Deshalb beruht auch der vorgelegte Entwurf auf der glorreichen Idee, die Ermittlungspflicht auf die Landkreise und Kommunen abzuwälzen, obwohl diese oftmals nicht Träger der Kitas sind. Damit erhoffen Sie sich, die Sache möglichst schnell

vom Tisch zu haben. Sie sind jedenfalls nicht daran interessiert, das Problem zu lösen und Ihrer verfassungsrechtlichen Verantwortung nachzukommen.

Deshalb kann ich Ihnen jetzt schon prophezeien, dass es hier wenn es nicht maßgebliche Änderungen gibt - zu einer sogenannten Wiedervorlage kommt, weil Sie fahrlässig gehandelt haben und die Gemeinden bei einer Neugestaltung der Berechnungsgrundlage wieder außen vor lassen.

(Zuruf der Abgeordneten Muhß [SPD])

Ich glaube, wenn Sie hieran nichts ändern, riskieren Sie eine erneute Klage. Ich prophezeie Ihnen an der Stelle, dass es dann wieder so läuft, wie es immer läuft: Wenn sich das Ministerium für Bildung einem Rechtsstreit gegenübersieht, ist man zunächst sehr optimistisch und überzeugt, dass man es richtig einschätze. Nach dem Urteil ist man dann sehr kleinlaut, zerknirscht und räumt ein, dass man es nicht richtig eingeschätzt hat, weshalb man mühsam nachbessern muss.

Ich glaube, es kann nicht der Weg sein, dass wir hier regelmäßig sehenden Auges Situationen herbeiführen, die vor Gericht keinen Bestand haben. Insofern freue ich mich auf die Beratung in den Ausschüssen und hoffe, dass diesmal die Anregungen, die wir von den Menschen aus der Praxis bekommen, tatsächlich irgendwo berücksichtigt werden. - Vielen Dank.

(Beifall CDU sowie des Abgeordneten Büttner [FDP])

Die Abgeordnete Lieske setzt die Debatte für die SPD-Fraktion fort.

Herr Präsident!

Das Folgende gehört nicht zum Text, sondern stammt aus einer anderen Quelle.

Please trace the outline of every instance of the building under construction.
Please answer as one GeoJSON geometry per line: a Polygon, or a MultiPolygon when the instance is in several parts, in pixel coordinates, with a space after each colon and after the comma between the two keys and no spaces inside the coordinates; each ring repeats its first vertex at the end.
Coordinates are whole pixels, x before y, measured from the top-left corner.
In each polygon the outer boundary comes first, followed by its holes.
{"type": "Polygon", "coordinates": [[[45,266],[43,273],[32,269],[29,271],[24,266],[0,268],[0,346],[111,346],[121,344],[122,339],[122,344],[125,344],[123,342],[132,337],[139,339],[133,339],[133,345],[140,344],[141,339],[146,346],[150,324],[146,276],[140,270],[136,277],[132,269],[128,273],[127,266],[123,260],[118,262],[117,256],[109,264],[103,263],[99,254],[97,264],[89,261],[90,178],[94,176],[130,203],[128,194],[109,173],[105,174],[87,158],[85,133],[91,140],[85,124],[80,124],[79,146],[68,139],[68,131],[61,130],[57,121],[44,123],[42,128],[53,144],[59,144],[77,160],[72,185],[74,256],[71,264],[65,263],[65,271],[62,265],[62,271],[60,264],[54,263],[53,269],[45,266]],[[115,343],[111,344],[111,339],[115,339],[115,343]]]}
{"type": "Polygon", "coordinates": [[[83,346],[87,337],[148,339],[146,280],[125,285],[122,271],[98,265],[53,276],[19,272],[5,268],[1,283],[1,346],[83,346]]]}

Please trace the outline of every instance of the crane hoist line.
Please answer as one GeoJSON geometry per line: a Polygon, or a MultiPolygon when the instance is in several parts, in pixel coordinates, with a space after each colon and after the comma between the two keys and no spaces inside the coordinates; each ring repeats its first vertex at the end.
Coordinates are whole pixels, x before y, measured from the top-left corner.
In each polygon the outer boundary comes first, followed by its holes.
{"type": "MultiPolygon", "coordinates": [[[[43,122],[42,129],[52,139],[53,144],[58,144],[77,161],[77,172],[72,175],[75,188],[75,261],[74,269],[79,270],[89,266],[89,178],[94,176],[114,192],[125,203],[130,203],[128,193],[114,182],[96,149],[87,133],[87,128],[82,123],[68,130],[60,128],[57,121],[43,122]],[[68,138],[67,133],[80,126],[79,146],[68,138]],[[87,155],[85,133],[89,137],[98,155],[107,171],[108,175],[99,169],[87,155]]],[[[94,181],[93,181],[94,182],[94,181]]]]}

Meine sehr verehrten Kolleginnen und Kollegen! Sehr geehrter Gordon Hoffmann, wir stehen heute hier wegen des letzten Kita-Gesetzes - mit den Möglichkeiten der Personalverbesserung, die wir als Regierungskoalition für die Legislaturperiode gesehen haben -, das mit Wirkung zum 01.10.2010 in Kraft getreten ist. Dieses Gesetz wirkt nun schon vier Jahre.

Diesbezüglich gingen die vier kreisfreien Städte - dies wurde in der Runde schon mehrfach betont - und nicht die 14 Landkreise rechtmäßig vor das Verfassungsgericht, haben dort angerufen, ihre Rechte beansprucht und diese auch durchgesetzt.

Eine solche Urteilsverkündung ist durchaus eine Veranstaltung, die man sich auch als Abgeordneter einmal gönnen kann. Ich war persönlich anwesend und fand es sehr interessant, wie dezidiert unser Verfassungsrichter dort alles vorgestellt und die Gründe für das Urteil vorgetragen hat. Er hat gesagt - natürlich im Namen des gesamten Gerichts, das die Entscheidung gemeinsam getroffen hat -: Das, was an Finanzvolumen zur Verfügung steht, um die Verbesserung des Personalschlüssels zu tätigen, ist ausreichend. Die Art, wie wir es verteilt haben Pauschalen, unbesehen nach tatsächlich entstandenen Kosten -, gilt es zu beanstanden. Dafür ist ein neuer Schlüssel zu finden.

Der Schlüssel wird mit dem Gesetzentwurf entsprechend vorgelegt. Das Urteil wurde - um das in Erinnerung zu rufen - am

30. April 2013 verkündet, und spätestens zum 01.01.2014 sollte eine Neuregelung wirksam werden. Insofern haben die Kommunen - auch wenn wir erst jetzt in die Beratung einsteigen den Rechtsanspruch, bereits ab 01.01.2014 den finanziellen Ausgleich aufgrund der neuen Gesetzessituation zu bekommen.

(Senftleben [CDU]: Aber das Geld haben sie nicht!)

- Sie bekommen das Geld auch entsprechend zur Verfügung gestellt.